Когда подъехал Самохин вместе со всей командой экспертов, Костя доложил обстановку.

— Значит, выходит так, Аркадий Михалыч, вся эта свора, отстрелявшись у салона, приехала сюда. Бросили Черновца умирать, и к нему в гости. Ну, и устроили тут пальбу…

— Очень подходящее место… — проворчал полковник. — Кроме как в чужой квартире, перестрелку устраивать негде.

— Так здесь находился Волков. Он и начал стрелять.

— Не спеши с выводами. — Самохин бросил рассеянный взгляд на труп, аккуратно обошел его, стараясь не наступить в кровавую лужу, окинул взглядом прихожую. Тяжко вздохнул. — Что они, сговорились, что ли! Или у них сегодня разгрузочный день. Избавляются от балласта.

— Да уж, такая разгрузочка началась! — согласился Костя. — Всех лишних за борт. В живых остаются только самые ценные члены экипажа.

Самохин прошел в гостиную, равнодушно окинув взглядом картины, сел на кривоногий стул в углу, устало опустил плечи и уставился в пол.

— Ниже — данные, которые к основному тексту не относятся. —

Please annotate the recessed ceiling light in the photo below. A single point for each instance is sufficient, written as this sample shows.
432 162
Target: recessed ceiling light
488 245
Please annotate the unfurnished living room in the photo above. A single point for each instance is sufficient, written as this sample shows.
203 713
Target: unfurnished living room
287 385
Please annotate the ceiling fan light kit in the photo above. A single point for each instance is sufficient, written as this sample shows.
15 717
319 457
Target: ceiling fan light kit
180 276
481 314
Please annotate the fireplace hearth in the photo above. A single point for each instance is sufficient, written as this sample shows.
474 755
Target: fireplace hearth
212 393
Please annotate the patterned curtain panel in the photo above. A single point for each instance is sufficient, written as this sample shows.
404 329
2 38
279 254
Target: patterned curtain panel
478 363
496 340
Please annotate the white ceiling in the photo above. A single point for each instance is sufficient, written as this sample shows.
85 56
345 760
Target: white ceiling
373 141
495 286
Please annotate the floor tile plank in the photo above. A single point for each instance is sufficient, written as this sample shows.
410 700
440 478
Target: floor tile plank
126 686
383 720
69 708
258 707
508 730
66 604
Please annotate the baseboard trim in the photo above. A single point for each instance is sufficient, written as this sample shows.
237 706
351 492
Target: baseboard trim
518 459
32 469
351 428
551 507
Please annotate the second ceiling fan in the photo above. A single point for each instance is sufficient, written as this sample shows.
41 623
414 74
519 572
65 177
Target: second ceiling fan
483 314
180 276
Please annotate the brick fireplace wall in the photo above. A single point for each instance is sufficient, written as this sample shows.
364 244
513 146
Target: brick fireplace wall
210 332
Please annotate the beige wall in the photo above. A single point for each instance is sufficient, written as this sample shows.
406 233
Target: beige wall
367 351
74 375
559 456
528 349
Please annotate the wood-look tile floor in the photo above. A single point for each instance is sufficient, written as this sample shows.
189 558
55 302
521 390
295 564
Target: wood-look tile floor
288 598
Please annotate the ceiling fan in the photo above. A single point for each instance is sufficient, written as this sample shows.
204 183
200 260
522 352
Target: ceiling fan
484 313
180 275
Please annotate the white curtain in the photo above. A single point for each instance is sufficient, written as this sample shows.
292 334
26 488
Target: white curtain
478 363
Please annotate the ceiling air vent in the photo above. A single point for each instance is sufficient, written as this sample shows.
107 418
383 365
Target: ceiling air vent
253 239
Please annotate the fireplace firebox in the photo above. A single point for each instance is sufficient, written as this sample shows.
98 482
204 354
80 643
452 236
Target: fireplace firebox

— Нет, ребятки, смерть, это всегда страшно, — медленно проговорил он. — Даже если бандита мочканули. Тоже ведь человек, а не собака подзаборная. Его женщина рожала, а не сам из земли вылез. Эх, знала бы, кого рожает… Я столько жмуриков повидал, а привыкнуть не могу. Все какая-то тяжесть на душе. И вы не привыкнете.

В дверях появился Коля Балашов. На его лице сияла радостная улыбка, верно указывающая на найденную улику. Он продемонстрировал пустой прозрачный пакетик с заклеенным верхом.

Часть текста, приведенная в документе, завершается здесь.